The agent, who was not identified, said “this is a recent phenomenon and may be related to planned terrorist activity,” according to the memo titled, “Weapons of Mass Destruction.” The agent speculated that light planes “would be an ideal means of spreading chemical or biological agents,” the memo said.

One FBI official said Wednesday night that “we have no information that the people he was talking about were engaged in terrorist activities. It was a hunch.”

Mistakes acknowledged

Mueller’s remarks were made a week after Minneapolis FBI agent Coleen Rowley wrote a scathing, 13-page letter to Mueller accusing FBI headquarters of hampering the Moussaoui investigation, and rebuking Mueller and others for claiming that there was no way the FBI could have uncovered any of the hijackers.

While denying that he had “skewed the facts,” as Rowley alleged, Mueller acknowledged that he was mistaken in saying on Sept. 15 that the FBI had no inkling of terrorist involvement in U.S. flight schools.

Mueller said he was only later informed of the Phoenix memo, in which FBI agent Kenneth Williams warns that suspected terrorists were enrolled in aviation studies in Arizona.

Mueller said he had written to Rowley thanking her for her letter the handling of which is the subject of an inspector general’s investigation and assured her that she would not face retaliation for her blunt comments. Rowley has sought protection under federal whistle-blower laws.

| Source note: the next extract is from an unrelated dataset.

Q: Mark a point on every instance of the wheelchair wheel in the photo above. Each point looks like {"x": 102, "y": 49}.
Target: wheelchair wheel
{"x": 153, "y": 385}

“It is critically important that I hear criticisms of the organization, including criticisms of me, in order to improve the organization,” Mueller said. “Because our focus is on preventing terrorism, more so than in the past we must be open to new ideas, to criticism from within and from without, and to admitting and learning from our mistakes. I certainly do not have a monopoly on the right answers.”

Terror is new focus

Mueller was joined Wednesday by Atty. Gen. John Ashcroft in formally announcing a radical restructuring of the FBI, which plans to double the number of agents devoted to counterterrorism and to hire hundreds of linguists, scientists and other specialists focused on preventing terrorist attacks.

The plans, some of which require congressional approval, also would create “flying squads” at FBI headquarters to assist in terrorism investigations in field offices around the nation and abroad.

As a result, the FBI will investigate fewer cases involving narcotics, white-collar crime and violent crimes, although Mueller stressed that the bureau will remain involved in complex and multijurisdictional cases that require its expertise.

Saying that the most important priority for the agency is preventing terrorist attacks on the United States, Mueller conceded that the events of Sept. 11 made it clear that the agency “had to fundamentally change the way we do business.”

In outlining what he called “a shift from reactive to proactive” work, Mueller said the agency must “do a much better job of recruiting and training our work force … (and) do a better job of analyzing data and put prevention ahead of all else.”